Sarı saçlı kadın da hayatını kaybetmek istemediği için tek umudu bu diğer kölelerdi. Bomba küçük görünse de aslında oldukça ağır sayılırdı birinin bu bombayı taşımak için Usta, fark ettirmeden taşıyabilmek içinse Büyük Usta seviyeli bir gelişime sahip olması gerekiyordu. Bu maden kuru sayıldığından güçlü köleler sayıca azdı ve kendisiyle birlikte hepsini buraya çoktan çağırmıştı.

 

“İlgi çekici şeyler duyuyorum~ Wayne bana Doğu Asi Kuvvetleri hakkında bir şey söylememişti.”

 

O sırada hepsi yabancı bir ses duymuş ve panikle ayağa kalkmışlardı. Sarı saçlı kadın elindeki bombayı aniden gizlemeye kalktığında ise bombanın çoktan elinden alındığını fark etmişti.

 

“Merak etme, bu bombayla fazla ilgilenmiyorum.

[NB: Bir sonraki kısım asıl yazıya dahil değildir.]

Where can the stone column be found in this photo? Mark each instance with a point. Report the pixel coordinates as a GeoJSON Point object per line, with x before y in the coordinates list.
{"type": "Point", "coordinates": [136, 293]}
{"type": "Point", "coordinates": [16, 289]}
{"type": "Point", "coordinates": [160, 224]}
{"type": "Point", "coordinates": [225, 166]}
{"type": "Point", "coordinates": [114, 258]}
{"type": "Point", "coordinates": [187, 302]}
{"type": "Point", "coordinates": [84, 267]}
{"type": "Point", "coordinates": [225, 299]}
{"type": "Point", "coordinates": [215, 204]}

Yıkıcı gücü o kadar yüksek görünmüyor. Sadece söyledikleriniz biraz ilgimi çekti.”

 

Sesin bombanın etrafını saran karanlık bir sisten gelmesi bu asi köleleri şok ederken karanlık sis bir anda yoğunlaşmış ve havada uzanan bir insan figürü haline gelmişti. Bu figür Paul’e aitti ve o anda bombayı tek eliyle havaya atıp tutuyordu. Bu kölelerin yüreklerini ağzına getirmişti.

 

“Dur! Sadece bombayla oynamayı kes ve istediğin şeyleri anlatacağız, tamam mı?”

 

Sarı saçlı kadın böyle konuşsa da Paul aurasındaki korkunun ve kararlılığın birden arttığını görebiliyordu. Bu kadın ya onu öldürmeye ya da onunla ölmeye karar vermişti. Bunun nedenini de Paul anlayabiliyordu.

 

“Merak etme, Wayne yalnızca yolumda tanıştığım birisi ve ufak da olsa bir kazancım olduğu sürece onu kolayca satabilirim. Bana pek zararı olmayacaktır. Ayrıca, bu ufak bombayı elimden kapıp benimle havaya uçsan da bana zarar veremezsin yani sessizce otur ve sorularıma cevap ver.”

 

Paul’ün sözleri sarı saçlı kadının zihninde biriken özgüveni parçalamış ve en sonunda bacaklarındaki gücü kaybederek yere oturmasını sağlamıştı. Diğer köleler de kadını takip ederek yere yeniden oturmuşlardı. Bu kadın onların lideri sayılırdı ve savaş gücü bakımından en yüksek güce sahip olan kişi de oydu. Eğer o bile bu adama karşı çıkamıyorsa o zaman kendilerinin de pek şansı yoktu.

 

“Öncelikle, Doğu Asi Kuvvetleri derken neden bahsediyordunuz?”

 

Kölelerin gözleri anında sarı saçlı kadına döndüğünde Paul en bilgili olanın bu kadın olduğunu anlamış ve gözlerini diğerlerinin üzerinde gezdirmek yerine ona çevirmişti. Kadın ise üzerine dönen kızıl gözleri hissettiği anda konuşmaya başlamıştı.

 

“Asi Kuvvetleri kıtadaki insanların kurduğu bir birlik. Araf’ta fazla insan bulunmaz ve bulunsalar da güçleri zayıftır. Bu nedenle asla kendimize ait bir krallık, hatta bir şehrimiz bile olmadı. Ancak Asi Kuvvetleri son birkaç bin yılda ortaya çıkıp büyüyerek güçlü bir pozisyona yükseldi. Bundan sonra dallara ayrıldı ve şimdi dört ana dalı var. Doğu Asi Kuvvetleri bunlardan birisi ve onların en büyük düşmanları Güneydoğudaki Aridia Ailesi.”

 

“Ve siz de bu yüzden onlardan birine zarar mı vermeye çalışıyorsunuz? Hayır, bu değil. Bir başka nedenleri varmış gibi görünüyor. Öt bakalım.”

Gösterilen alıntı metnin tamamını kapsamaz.